Kleiner Spalter 07.04.2008 - 16:55
Entschuldigt, aber die Aufklärung zur Analsexstrafe ist wirklich ein ganz großer Schmarn. Analsex war eines der wenigen Geschichten, die man nun mit einem Skalven NICHT machen durfte. Homophobie und Sodomiegesetze haben nämlich auch die Weißen mit nach Jamaika gebracht. Ich kann natürlich nicht garantieren, daß es nicht einzellne Sklavenhalter gab, die ihre männlichen Sklaven vergewaltigten - aber dies war sicherlich keine verbreitete Praxis und schon gar keine legale Praxis. Dieser Schmäh hier mit Analsexstrafe und nationalen Trauma ist wirklich ziemlich großer Humbug und sollte auch entfernt werden.
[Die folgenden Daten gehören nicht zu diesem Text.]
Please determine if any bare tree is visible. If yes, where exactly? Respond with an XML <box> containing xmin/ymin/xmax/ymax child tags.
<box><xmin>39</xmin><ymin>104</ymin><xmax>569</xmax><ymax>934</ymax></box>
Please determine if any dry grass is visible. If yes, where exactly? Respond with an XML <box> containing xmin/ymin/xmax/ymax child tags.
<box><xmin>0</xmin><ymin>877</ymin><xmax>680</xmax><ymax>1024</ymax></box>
Er dient nur zur Weichspülung der Hassgesänge und soll Verständniss für den homophoben Part der Dancehallszene schaffen. Das ändert aber nichts an der Tatsache, daß jamaikanische Schwule, Lesben und Transgenderpersonen, die in dem Liedgut propagierte Gewalt am eigenen Körper erleben müßen. Die Initiative gegen die homophoben Dancehall-"künstler" geht auch im übrigen von der jamaikanischen Homosexuelleninitiative J-Flac aus (die auch schon einen Vorsitzenden durch Mord verloren hat).